One sure measure of the critical condition (and of the value of the President's proposal) was that the Communists, from Moscow to Peking, were reacting against Eisenhower with a fury unheard since their last hoped-for conquests (Formosa, South Viet Nam) slipped from their hands. Another measure was that the British, too long preoccupied with attacks on U.S. policy, were rallying around the point that the President's plan for the Middle East is a real contribution to world stability. "Everybody in Britain who is not lost in imperialist nostalgia or neutralist daydreams," keynoted London's middle-of-the-road News Chronicle, "should welcome it as a first step to better things."
In the Middle East itself, reported seasoned observers, the President's plan was being read (as it was meant to be read) not only as an offer of U.S. help and a symbol of the U.S.'s support for the independence of Arab nations, but as a sharp warning that the Arabs should no longer try to play off East against West. And never was there more urgent need, reported these observers, for the U.S. to consolidate its position with skillfully applied economic aid.

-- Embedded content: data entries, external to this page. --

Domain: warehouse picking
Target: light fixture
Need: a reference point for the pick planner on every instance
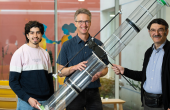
(112, 15)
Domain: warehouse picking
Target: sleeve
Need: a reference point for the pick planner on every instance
(106, 61)
(50, 78)
(62, 58)
(135, 75)
(15, 75)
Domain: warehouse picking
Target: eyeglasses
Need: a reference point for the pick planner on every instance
(81, 22)
(159, 31)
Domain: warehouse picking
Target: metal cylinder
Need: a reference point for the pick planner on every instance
(113, 45)
(74, 85)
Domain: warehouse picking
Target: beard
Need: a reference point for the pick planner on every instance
(37, 42)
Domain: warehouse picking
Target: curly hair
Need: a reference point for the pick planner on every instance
(31, 24)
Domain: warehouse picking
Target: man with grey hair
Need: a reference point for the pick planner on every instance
(89, 98)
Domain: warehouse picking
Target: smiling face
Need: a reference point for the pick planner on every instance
(158, 34)
(34, 37)
(83, 24)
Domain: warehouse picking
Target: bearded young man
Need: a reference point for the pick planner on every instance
(30, 70)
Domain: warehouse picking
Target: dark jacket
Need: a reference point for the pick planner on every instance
(141, 75)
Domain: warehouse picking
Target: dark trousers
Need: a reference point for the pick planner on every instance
(88, 99)
(149, 108)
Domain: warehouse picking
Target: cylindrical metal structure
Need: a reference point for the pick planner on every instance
(113, 45)
(133, 24)
(74, 85)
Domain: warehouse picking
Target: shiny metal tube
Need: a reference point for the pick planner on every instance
(113, 45)
(74, 85)
(132, 26)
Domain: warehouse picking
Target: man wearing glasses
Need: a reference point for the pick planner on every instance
(89, 98)
(155, 75)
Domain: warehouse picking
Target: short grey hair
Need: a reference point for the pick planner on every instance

Thus confronted by crisis and a doctrine to ease it, the House Foreign Relations Committee last week opened hearings (see below) on the President's plan. Both Secretary of State Dulles and ex-Secretary of State Acheson propounded long-stored-up views and ran the gauntlet of the kind of serious, specific questions that Congress must and should ask. In a sense this was the kind of foreign-policy debate, unheard amid the oratory on the H-bombs and Joe Smiths of the 1956 campaign, that was long overdue. In an other sense, however, it was now for the House and Senate to relate the tone and the length of the debate to the critical condition, to bear in mind especially that the Communists will interpret undue delay in approving the bulk of the Eisenhower plan to mean that the U.S. is deeply divided about the wisdom of opposing Communism with both force and dollars in the Middle East.